Seminar yang juga membahas potensi pasir laut untuk PAD Lepri itu dihadiri beberapa pemateri, di antaranya, H. Abdul Wahid (anggota Komisi VII DPR RI), Ahli Pertambangan Ir Budi Santoso serta beberapa pemateri lainnya.

Mendapat kesempatan pertama menyampaikan materi seminar, Anggota Komisi VII DPR RI, H Abdul Wahid mengatakan, pengawasan terhadap kegiatan reklamasi dan pertambangan di daerah adalah kewenangan pusat.

Namun, kata Abdul, apabila reklamasi dan pertambangan yang berkaitan dengan suatu wilayah provinsi, maka kewenangan pemberian perizinan berada di Pemerintah Provinsi.

"Pengawasan kegiatan reklamasi dan tambang yang berkaitan dengan suatu wilayah provinsi, maka kewenangannya berada di pemerintah provinsi. Kecuali, daerah-daerah perbatasan antar negara, maka dikelola pusat," kata Abdul Wahid.
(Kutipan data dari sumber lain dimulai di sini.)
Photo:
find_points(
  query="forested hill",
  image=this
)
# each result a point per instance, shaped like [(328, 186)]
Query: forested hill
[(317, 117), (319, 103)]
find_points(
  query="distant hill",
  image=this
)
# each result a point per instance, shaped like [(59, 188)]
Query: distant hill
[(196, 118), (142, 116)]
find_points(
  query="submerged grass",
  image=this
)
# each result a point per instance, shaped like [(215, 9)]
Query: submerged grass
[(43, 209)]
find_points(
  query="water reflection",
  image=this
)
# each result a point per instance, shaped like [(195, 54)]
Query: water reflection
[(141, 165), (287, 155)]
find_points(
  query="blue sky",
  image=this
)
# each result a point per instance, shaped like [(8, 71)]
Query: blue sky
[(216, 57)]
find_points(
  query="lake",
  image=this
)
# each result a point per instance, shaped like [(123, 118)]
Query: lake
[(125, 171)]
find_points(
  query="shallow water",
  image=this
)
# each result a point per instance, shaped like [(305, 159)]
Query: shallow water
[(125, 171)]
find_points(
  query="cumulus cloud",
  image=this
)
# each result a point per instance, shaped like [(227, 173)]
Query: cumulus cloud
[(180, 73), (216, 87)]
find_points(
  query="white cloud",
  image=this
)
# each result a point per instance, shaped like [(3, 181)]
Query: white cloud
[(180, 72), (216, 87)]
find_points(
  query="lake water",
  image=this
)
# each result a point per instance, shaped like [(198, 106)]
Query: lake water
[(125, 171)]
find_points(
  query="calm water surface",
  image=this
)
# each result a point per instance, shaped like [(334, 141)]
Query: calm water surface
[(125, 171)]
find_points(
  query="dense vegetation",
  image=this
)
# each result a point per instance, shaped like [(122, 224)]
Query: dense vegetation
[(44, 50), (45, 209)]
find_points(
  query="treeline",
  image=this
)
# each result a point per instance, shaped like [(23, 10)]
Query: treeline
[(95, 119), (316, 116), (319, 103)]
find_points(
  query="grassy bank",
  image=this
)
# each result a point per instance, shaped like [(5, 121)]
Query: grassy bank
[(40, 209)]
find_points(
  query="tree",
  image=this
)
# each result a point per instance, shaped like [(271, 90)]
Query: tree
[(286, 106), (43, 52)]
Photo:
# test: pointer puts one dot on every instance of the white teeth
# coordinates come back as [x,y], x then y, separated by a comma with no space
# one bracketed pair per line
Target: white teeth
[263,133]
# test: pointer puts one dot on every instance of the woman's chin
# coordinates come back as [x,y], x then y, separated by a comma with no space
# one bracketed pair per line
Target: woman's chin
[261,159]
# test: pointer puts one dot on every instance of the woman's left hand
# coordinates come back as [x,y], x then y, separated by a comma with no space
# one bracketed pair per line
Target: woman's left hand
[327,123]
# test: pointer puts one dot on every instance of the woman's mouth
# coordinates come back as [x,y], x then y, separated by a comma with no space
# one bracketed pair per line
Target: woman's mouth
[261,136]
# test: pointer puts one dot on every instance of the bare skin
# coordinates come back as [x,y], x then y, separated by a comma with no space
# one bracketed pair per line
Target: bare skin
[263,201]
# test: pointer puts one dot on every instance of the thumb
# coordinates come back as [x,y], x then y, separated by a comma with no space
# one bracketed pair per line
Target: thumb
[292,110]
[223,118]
Sementara untuk perizinan tambang pasir laut, kata Abdul, sedikit terkendala soal pemberitaan, kesiapan masyarakat serta ketahanan negara. Maka, pengkajian pemberian izin ekspor sangat rumit dan mendalam karena berkaitan dengan negara.

"Namun masih ada kesempatan, tinggal keseriusan pemerintah provinsi memaparkan kira-kira potensinya di mana, sebesar apa? Serta dampak dari kegiatan penambangan pasir laut sehingga kami dari Komisi VII DPR RI tinggal memberikan support," terangnya.

Sementara yang paling penting, lanjutnya, adalah soal isu lingkungan. Lingkungkan itu harus dibahas dan ditata sehingga tidak menimbulkan masalah ke depannya.

Di tempat yang sama, Ahli Pertambangan Ir Budi Santoso mengatakan, saat ini sejumlah praktisi di bidang pertambangan tengah menyoroti pasal-pasal dalam Rancangan Undang-undangan Mineral Dan Batubara (RUU Minerba).

"Revisi aturan yang kini sedang dibahas di DPR RI itu, diduga sarat isi titipan dari pengusaha tambang," kata Ir Budi Santoso, saat menyampaikan materi seminar.

Budi menjelaskan, dalam kurun waktu lima tahun mendatang, perusahaan swasta pemegang Perjanjian Karya Pengusahaan Pertambangan Batubara (PKP2B) generasi pertama, yang akan habis masa kontrak. Seluruh PKP2B itu memiliki luas lahan lebih dari 15.000 hektare.

Disebutkan dalam pasal 169 A (2b), lanjutnya, pada Daftar Inventarisasi Masalah (DIM) RUU Minerba, perusahaan tambang diperkenankan melanjutkan operasi produksi dengan luas wilayah sebagaimana yang sudah disetujui. Tanpa dijelaskan batasan maksimalnya.

"UU Minerba memberikan peluang bagi pemerintah untuk mengakhiri kontrak PKP2B. Lalu melalui prosedur lelang, bekas lahan itu diprioritaskan untuk dikelola oleh Badan Usaha Milik Negara (BUMN)," terangnya.

Pasal ini, kata Budi, memperlihatkan kalau pemerintah berpihak kepada swasta dari pada BUMN. "Terkesan pemerintah ditekan oleh pemilik PKP2B dalam merevisi undang-undang untuk kepentingan pengusaha," pungkasnya.